Avaya should be better positioned to minimise impact to its existing base than Nortel had been years ago, but quick agreement with creditors is crucial. As regular No Jitter readers are no doubt well aware, and as many had been anticipating, last week Avaya filed for Chapter 11 bankruptcy protection. How the bankruptcy proceeds and how the company moves forward are key concerns for Avaya customers, employees, and the market in general. Having been through a somewhat similar event with Nortel in 2009, we can make some predictions as well as forge some key questions. Nuts & Bolts Avaya’s goal is to free itself from the shackles of the huge debt load left by the combination of the original private equity buyout and the Nortel acquisition. “We have conducted an extensive review of alternatives to address Avaya’s capital structure, and we believe pursuing a restructuring through Chapter 11 is the best path forward at this time. Reducing the company’s current debt through the Chapter 11 process will best position all of Avaya’s businesses for future success,” said Kevin Kennedy, Avaya CEO, in a prepared statement.

 

Avaya – what now for customers?
Avaya has had to generate about $900 million of earnings before interest, tax, depreciation and amortisation (EBITDA) to cover debt and pension payments, as well as other costs, just to be cash neutral. With revenue decreasing at about 8% per year for the last four years, the strategy of increasing EBITDA percentage of the decreasing revenue to cover the debt and pension load would most assuredly have to fail at some point. Before the bankruptcy, Avaya had investigated selling a business unit like contact centre to raise cash, but due to a combination of business and technology integration with UC and other factors, the company has decided that was not practicable (see related post, “Avaya Keeps Crown Jewel, Contact Centre”). Once Avaya realised selling off the contact centre or other business was not a viable path, filing for bankruptcy sooner rather than later made sense since bankruptcy eliminates any further cash out for debt payments. That, combined with the $600 million in loans due in October, seems to have driven the decision.

Fast or Slow?
The primary question is how the Avaya bankruptcy will proceed. Will it be like the recent Aspect reorganisation that took a little over two months, or will it shape up like Nortel’s process, which took seven-plus years and resulted in the company’s break-up? (See related post, “Why Aspect Isn’t Another Nortel.) Even though the Nortel bankruptcy took more than seven years to settle, within less than two months it had gone from a “quick debt elimination” to a fire sale. The key question is whether a company and all creditors have agreed or are near to agreeing on plans for how they will be treated in the process. A free-for-all can ensue, if not.
The difference between how the Aspect and Nortel bankruptcies played out serves as a good example. Note this line from a CFO.com article on Aspect’s March 2016 filing (emphasis is mine): “In a Chapter 11 petition filed Wednesday, Aspect said a capital restructuring plan backed by its creditors would eliminate $320 million of second-lien debt and convert $60 million of first-lien debt into 100% of the reorganised company’s equity.” In other words, all creditors agreed what was going to happen prior to the bankruptcy filing. Whether Avaya can come to a quick agreement with creditors and move forward in the near term is a key question. As it said in an FAQ for analysts and consultants: “The timing of the outcome is dependent on negotiations with key stakeholders and the subsequent approval of the Court, among a host of other considerations, making it difficult at this point to project a timeframe for emerging from Chapter 11, but the Company’s advisors are committed to completing this process so the Company may emerge from chapter 11 as quickly as possible.”

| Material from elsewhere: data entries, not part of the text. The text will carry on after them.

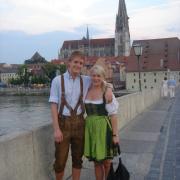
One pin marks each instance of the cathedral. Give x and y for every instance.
(118, 46)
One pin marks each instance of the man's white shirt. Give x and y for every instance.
(72, 91)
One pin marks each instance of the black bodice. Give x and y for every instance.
(96, 109)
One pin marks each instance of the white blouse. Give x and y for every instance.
(111, 108)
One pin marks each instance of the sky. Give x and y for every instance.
(27, 26)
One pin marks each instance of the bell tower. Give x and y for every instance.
(122, 35)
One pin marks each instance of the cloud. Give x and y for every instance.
(39, 16)
(156, 21)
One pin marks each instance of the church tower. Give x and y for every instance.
(122, 35)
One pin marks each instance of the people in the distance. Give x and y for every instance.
(171, 87)
(164, 87)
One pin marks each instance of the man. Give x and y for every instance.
(66, 97)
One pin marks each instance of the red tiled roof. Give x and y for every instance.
(154, 50)
(75, 43)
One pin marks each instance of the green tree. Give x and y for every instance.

This makes it clear that Avaya has no plan in place and will depend on the court to define its path forward. However, Avaya and the court have already agreed to let Avaya have access to $425 million of the $725 million new loans arranged with Citigroup to assure the company has enough cash to move through the bankruptcy process. Hopefully, all the bondholders will realise that the best way to maximise their value as the new “owners” of Avaya is to expedite this process with quick agreement on a resolution. The challenge is getting the senior/first position bondholders to agree on the asset distribution ratios with the junior/second position creditors. The reality is that creditors see all corporate money and assets as belonging to them, and they object if the “value” decreases. In the Nortel bankruptcy, major plans and incentives were put in place not to burn any cash. I assume it will be similar for Avaya (the management team will have to present an operating plan to the creditors and the court in the next weeks). Unfortunately, I suspect that the Avaya customers will be even more conservative in approving Avaya purchases than the Nortel base had been — they’ve seen this movie before. I recently talked to an Avaya customer that had just done an RFP and had decided on an Avaya upgrade over a Cisco rip and replace; I am very sure the company will put that decision on hold and revisit the entire process, starting today. In fact, in a recent public financial review, Avaya indicated that 13% of revenue came from new customers; that revenue is clearly at immediate risk. Mitel is the natural Avaya alternative.